Возле станции один из мужиков заявил, что болеет, и решил возвращаться в село. Пьяный, ничего не соображал. Его с трудом удержали. Крепко выпившую команду на сборный пункт не повел, а пошли ночевать в железнодорожный клуб. Утром сдал всех под роспись. Дежурный лейтенант оглядел опухшие лица призывников, но ничего не сказал. Я привел команду строго по списку, никто по дороге не потерялся.

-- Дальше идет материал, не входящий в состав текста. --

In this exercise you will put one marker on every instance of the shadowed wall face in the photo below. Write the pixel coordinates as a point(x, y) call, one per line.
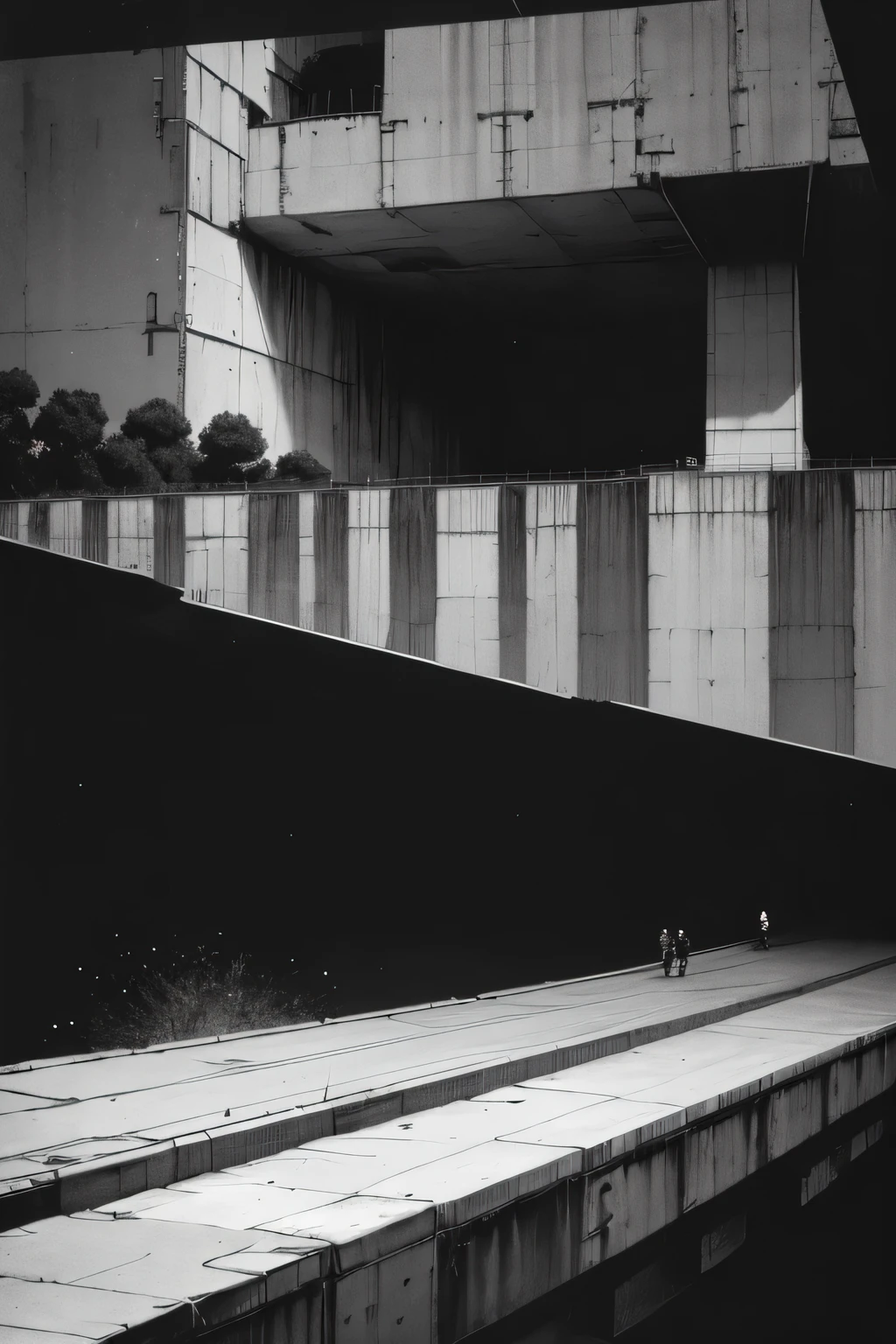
point(331, 562)
point(512, 582)
point(813, 632)
point(170, 539)
point(413, 571)
point(274, 564)
point(94, 527)
point(612, 592)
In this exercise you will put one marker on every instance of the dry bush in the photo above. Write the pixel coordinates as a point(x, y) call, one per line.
point(205, 999)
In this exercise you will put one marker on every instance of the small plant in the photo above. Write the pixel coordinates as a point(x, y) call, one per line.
point(70, 424)
point(228, 444)
point(300, 466)
point(205, 999)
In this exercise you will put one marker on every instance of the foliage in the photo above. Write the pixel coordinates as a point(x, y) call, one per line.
point(18, 391)
point(261, 469)
point(70, 423)
point(176, 461)
point(300, 466)
point(158, 423)
point(205, 999)
point(122, 463)
point(228, 443)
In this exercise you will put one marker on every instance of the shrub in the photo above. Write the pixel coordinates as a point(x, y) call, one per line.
point(205, 999)
point(158, 424)
point(176, 461)
point(18, 393)
point(18, 390)
point(70, 423)
point(261, 469)
point(228, 443)
point(122, 463)
point(300, 466)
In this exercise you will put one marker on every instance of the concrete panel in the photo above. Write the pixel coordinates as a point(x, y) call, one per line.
point(875, 616)
point(65, 526)
point(368, 582)
point(813, 644)
point(552, 616)
point(391, 1298)
point(754, 381)
point(708, 601)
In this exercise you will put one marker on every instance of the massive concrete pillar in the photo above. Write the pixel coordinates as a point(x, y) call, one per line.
point(708, 599)
point(875, 616)
point(754, 378)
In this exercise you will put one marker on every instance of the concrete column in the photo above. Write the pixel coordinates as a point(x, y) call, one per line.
point(466, 579)
point(552, 599)
point(754, 378)
point(368, 581)
point(708, 599)
point(875, 616)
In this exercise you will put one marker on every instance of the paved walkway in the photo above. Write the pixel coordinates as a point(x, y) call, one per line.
point(195, 1106)
point(213, 1248)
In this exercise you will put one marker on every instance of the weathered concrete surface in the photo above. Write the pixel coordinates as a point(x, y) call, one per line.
point(754, 375)
point(708, 604)
point(401, 1228)
point(754, 584)
point(94, 1126)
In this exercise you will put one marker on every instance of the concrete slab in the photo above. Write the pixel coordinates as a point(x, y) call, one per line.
point(248, 1095)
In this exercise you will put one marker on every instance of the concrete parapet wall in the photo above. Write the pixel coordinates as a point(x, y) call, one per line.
point(755, 601)
point(404, 1222)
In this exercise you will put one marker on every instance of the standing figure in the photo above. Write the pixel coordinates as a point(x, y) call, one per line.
point(682, 948)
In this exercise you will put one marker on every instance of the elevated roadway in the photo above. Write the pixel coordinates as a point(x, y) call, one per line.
point(434, 1226)
point(82, 1130)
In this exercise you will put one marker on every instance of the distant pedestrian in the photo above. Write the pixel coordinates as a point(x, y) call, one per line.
point(682, 949)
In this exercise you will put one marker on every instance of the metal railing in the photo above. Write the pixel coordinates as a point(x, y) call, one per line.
point(550, 478)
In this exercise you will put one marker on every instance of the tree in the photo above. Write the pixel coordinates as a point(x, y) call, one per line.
point(300, 466)
point(18, 394)
point(70, 424)
point(158, 423)
point(205, 999)
point(228, 443)
point(176, 461)
point(18, 391)
point(124, 464)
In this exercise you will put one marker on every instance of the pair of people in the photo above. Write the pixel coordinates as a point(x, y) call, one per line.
point(672, 948)
point(763, 930)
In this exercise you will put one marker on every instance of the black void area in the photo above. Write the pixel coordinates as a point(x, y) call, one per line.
point(175, 776)
point(549, 368)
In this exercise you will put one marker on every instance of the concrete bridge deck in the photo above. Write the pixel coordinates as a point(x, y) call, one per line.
point(80, 1132)
point(396, 1231)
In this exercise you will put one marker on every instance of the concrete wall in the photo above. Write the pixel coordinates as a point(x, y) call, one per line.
point(551, 564)
point(80, 231)
point(536, 107)
point(466, 594)
point(754, 375)
point(754, 601)
point(708, 598)
point(875, 617)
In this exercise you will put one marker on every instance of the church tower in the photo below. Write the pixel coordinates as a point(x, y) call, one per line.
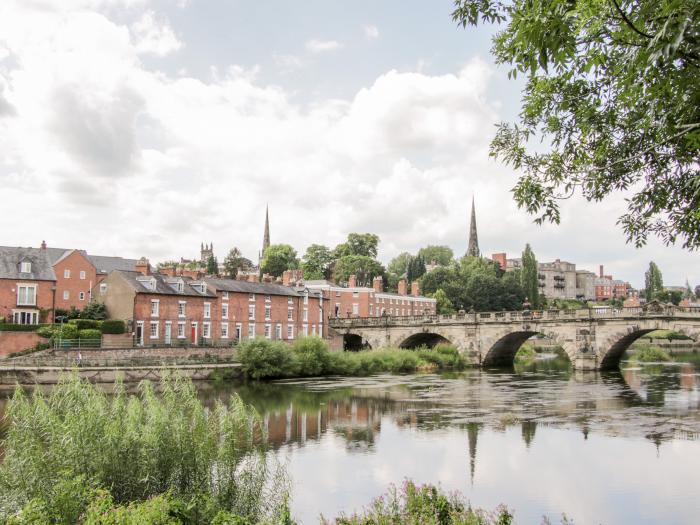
point(473, 248)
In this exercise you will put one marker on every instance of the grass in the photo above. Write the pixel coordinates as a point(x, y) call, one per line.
point(311, 357)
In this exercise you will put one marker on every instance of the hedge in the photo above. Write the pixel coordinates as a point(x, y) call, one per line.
point(11, 327)
point(113, 326)
point(89, 333)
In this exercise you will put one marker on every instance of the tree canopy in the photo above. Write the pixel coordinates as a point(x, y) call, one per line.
point(613, 89)
point(278, 258)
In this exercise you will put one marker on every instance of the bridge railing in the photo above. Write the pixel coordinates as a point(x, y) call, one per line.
point(518, 316)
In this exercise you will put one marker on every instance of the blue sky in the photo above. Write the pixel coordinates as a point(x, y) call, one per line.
point(144, 127)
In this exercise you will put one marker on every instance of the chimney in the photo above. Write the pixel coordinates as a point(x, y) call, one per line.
point(415, 289)
point(143, 266)
point(403, 287)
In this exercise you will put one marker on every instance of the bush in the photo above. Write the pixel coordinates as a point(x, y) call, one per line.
point(426, 504)
point(89, 333)
point(63, 447)
point(264, 359)
point(113, 326)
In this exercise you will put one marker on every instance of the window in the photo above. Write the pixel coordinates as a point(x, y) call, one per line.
point(26, 295)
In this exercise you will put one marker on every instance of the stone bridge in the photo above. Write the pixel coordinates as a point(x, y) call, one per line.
point(593, 338)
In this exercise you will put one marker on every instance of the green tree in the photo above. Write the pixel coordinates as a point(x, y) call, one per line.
point(365, 244)
point(442, 255)
point(212, 266)
point(278, 258)
point(653, 282)
point(444, 305)
point(612, 87)
point(317, 261)
point(364, 268)
point(528, 277)
point(235, 261)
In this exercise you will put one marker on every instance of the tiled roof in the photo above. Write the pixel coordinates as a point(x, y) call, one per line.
point(162, 287)
point(11, 257)
point(232, 285)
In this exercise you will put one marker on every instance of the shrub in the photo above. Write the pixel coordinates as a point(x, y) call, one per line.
point(89, 334)
point(263, 359)
point(425, 504)
point(113, 326)
point(63, 447)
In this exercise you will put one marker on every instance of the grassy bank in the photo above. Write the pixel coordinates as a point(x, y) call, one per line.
point(311, 357)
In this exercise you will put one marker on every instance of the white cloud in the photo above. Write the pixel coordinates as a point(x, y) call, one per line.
point(159, 163)
point(371, 32)
point(153, 36)
point(322, 46)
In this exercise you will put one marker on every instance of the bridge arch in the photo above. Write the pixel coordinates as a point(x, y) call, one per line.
point(429, 339)
point(616, 344)
point(502, 351)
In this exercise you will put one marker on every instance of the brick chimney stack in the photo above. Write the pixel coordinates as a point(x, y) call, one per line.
point(403, 287)
point(143, 266)
point(415, 289)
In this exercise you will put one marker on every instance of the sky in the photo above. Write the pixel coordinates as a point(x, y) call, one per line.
point(146, 127)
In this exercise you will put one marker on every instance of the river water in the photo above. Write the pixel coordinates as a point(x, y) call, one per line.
point(603, 448)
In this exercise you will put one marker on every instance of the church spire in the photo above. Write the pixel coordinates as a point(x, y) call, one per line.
point(473, 248)
point(266, 235)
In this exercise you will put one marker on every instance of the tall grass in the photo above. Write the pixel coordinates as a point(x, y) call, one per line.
point(311, 357)
point(61, 449)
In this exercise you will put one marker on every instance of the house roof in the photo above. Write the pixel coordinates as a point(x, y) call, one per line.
point(11, 257)
point(162, 287)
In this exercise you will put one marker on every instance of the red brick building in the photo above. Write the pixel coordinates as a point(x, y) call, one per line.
point(27, 286)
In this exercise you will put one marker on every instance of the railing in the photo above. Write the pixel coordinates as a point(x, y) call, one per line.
point(520, 316)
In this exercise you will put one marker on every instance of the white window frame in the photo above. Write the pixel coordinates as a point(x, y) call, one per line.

Случалось всякое. Злостных дезертиров было немного. Но иногда мальчишек скручивала такая тоска, что они убегали сломя голову. Исчезали и те, кто получал отпуск по ранению. Они хорошо знали войну, тоже нервы не выдерживали. Большинство вскоре являлись в военкомат. Остальных я разыскивал вместе с участковыми милиционерами по домам. Рапорта и прочие обвинительные бумаги никогда не писали, так распорядился Михаил Игнатьевич. Некоторые могли просто загреметь под суд и уйти на фронт в качестве штрафников, что означало верную смерть. За это Горяева уважали и сельчане, и районное начальство. Работникам райкома и райсовета лишние нарекания были ни к чему.